Keurig is totally committed to coming up with viable solutions and are working hand-in-hand with the recycling industry to identify solutions to the K-Cup problem. Alexander indicates that people believe that this problem is a quick solve, but it is a process that takes time, and Keurig is all in.
Supply chain sourcing
Keurig is also attempting to demonstrate environmental and corporate social responsibility through their sourcing and supply chain programs (“Building a Resilient”). The goal is to support their suppliers, through supporting their employees, and the communities they live in, by giving the growers the skills and tools necessary to become resilient suppliers. The company views improved business practices and improved employee livelihoods as the foundation for creating a sustainable supply of superior coffee for years to come.
Through building relationships with the growers, the company believes it allows them to ensure that their suppliers are living up to their stringent standards of product quality and employee conditions. When suppliers fail to meet objectives, the goal is not to discard, but to strengthen, train, teach and develop.
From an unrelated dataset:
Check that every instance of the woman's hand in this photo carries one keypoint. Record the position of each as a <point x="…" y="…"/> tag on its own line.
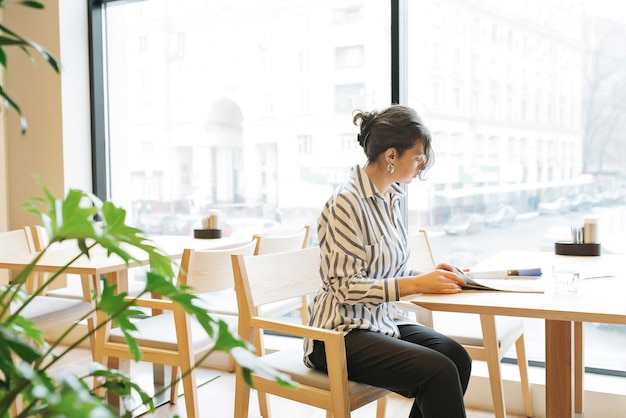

In addition to specific sustainability objectives, Keurig is encouraging its employees to live the change the company aspires to accomplish. Part of the company mission is to achieve workforce engagement through inspiring employees to connect to the issues they are passionate about in their own communities. The company’s core belief is that they:
“brew a better world, using the power of business to make the world a better place. When our people thrive, our business thrives. And so do our communities” (“Engaging Our People”).
For example, in 2014, over 400 Keurig employees were engaged in the removal of tires, rubbish and debris from waterways, successfully contributing to the removal of 17,100 pounds of matter contributing to marine pollution. The company’s Community Action for Employees program, pays employees to participate in volunteer programs of their choice. Each full-time employee can get paid up to 52 hours towards volunteering. In 2014, employees spent 57,000 hours volunteering.
Although the K-Cup is clearly creating an environmental problem, it appears that Keurig is deeply committed to resolving the problem through a series of integrated efforts geared toward eliminating the nonrecyclable and nonbiodegradable issues associated with their K-Cups.
The problem became clear once their brewing appliances exploded on the global beverage scene. Creating customized beverages has become a fixture both in national and international business and residential settings. They are taking their environmental responsibilities seriously, and it appears the end is in sight.